Les cinq chantiersen marche au  Katanga

Les cinq chantiers en marche au Katanga

Le gouverneur Katumbi cible le pont Kalebuka

Le numéro un du Katanga sensible au social de la population d'Ubie

Le gouvernement provincial est déterminé à réhabiliter les infrastructures routières et autres à travers le Katanga. Une illustration de cette détermination a été donnée hier lundi 22 décembre 2008. Le gouverneur Moïse Katumbi Chapwe qu’accompagnait le ministre provincial en charge des Infrastructures, Fridolin Kasweshi, s’est retrouvé sur la route de Kalebuka qui nécessite d’importants travaux de réhabilitation.
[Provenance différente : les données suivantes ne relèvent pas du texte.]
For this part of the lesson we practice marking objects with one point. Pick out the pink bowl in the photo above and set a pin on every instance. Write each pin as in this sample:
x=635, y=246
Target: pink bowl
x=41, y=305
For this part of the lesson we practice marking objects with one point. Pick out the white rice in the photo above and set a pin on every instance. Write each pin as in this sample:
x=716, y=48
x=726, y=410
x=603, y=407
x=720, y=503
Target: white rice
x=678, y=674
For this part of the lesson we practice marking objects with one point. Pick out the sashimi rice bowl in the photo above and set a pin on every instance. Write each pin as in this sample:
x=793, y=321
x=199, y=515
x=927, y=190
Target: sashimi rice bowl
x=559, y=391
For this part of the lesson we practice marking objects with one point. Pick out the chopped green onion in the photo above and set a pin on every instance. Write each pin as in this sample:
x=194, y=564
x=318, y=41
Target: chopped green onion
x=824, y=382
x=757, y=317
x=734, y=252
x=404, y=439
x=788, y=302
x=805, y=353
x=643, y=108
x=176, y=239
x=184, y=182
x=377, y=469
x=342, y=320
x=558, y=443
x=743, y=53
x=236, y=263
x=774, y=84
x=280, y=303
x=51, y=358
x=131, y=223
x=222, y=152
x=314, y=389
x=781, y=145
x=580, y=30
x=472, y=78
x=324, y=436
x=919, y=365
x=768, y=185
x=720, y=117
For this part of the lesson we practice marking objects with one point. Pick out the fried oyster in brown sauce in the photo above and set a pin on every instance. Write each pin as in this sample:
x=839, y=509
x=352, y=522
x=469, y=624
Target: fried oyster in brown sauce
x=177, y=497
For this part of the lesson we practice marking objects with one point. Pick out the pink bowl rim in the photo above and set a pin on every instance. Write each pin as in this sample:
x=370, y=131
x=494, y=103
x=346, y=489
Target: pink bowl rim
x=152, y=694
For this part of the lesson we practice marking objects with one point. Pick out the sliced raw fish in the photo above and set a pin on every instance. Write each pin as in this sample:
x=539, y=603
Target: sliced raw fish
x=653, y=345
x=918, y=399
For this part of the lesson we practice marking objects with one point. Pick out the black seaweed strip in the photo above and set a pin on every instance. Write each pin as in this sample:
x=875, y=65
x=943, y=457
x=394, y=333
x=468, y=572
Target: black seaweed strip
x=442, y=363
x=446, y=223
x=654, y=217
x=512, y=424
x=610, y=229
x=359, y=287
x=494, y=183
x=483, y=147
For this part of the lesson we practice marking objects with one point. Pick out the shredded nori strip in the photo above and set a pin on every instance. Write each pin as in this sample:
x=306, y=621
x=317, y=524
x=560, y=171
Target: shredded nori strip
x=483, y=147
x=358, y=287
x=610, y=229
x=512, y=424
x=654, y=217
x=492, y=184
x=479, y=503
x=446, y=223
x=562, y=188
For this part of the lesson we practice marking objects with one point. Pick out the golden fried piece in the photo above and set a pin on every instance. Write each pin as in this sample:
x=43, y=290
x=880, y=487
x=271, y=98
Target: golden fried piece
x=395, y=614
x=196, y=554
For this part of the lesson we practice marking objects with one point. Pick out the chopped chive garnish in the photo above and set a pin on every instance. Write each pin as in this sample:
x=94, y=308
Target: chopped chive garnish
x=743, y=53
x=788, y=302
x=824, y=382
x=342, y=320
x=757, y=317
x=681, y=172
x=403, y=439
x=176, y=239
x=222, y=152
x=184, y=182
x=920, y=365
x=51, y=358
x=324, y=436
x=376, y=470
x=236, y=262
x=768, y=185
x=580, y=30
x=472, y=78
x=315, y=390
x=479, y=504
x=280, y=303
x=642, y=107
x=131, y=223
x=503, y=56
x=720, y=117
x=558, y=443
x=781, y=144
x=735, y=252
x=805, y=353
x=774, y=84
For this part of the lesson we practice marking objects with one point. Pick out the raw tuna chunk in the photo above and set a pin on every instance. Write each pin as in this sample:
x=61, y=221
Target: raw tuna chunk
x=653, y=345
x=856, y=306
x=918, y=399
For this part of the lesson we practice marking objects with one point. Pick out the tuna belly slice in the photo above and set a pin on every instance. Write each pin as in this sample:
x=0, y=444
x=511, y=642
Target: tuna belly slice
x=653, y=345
Le gouvernement provincial qui consacre une enveloppe mensuelle estimée à 800.000 dollars américains au secteur des infrastructures s’apprête à reconstruire le pont jeté sur la rivière Kalebuka actuellement menacé d’effondrement. Le nouvel ouvrage de maçonnerie d’un poids de 30 tonnes sera construit par l’entreprise chinoise Crec. Le curage de la rivière elle-même est prévu dans les meilleurs délais. Tandis que la réhabilitation de la route va coûter à l’exécutif provincial la somme de 1.500.000 dollars américains. La totalité des frais destinés à l’entreprise chinoise est d’ores et déjà versée.

L’autre rivière qui sera curée, c’est celle de Nunia qui pose actuellement d’importants problèmes à la population du fait que cette dernière n’a pas respecté les normes urbanistiques lors de l’occupation de l’espace.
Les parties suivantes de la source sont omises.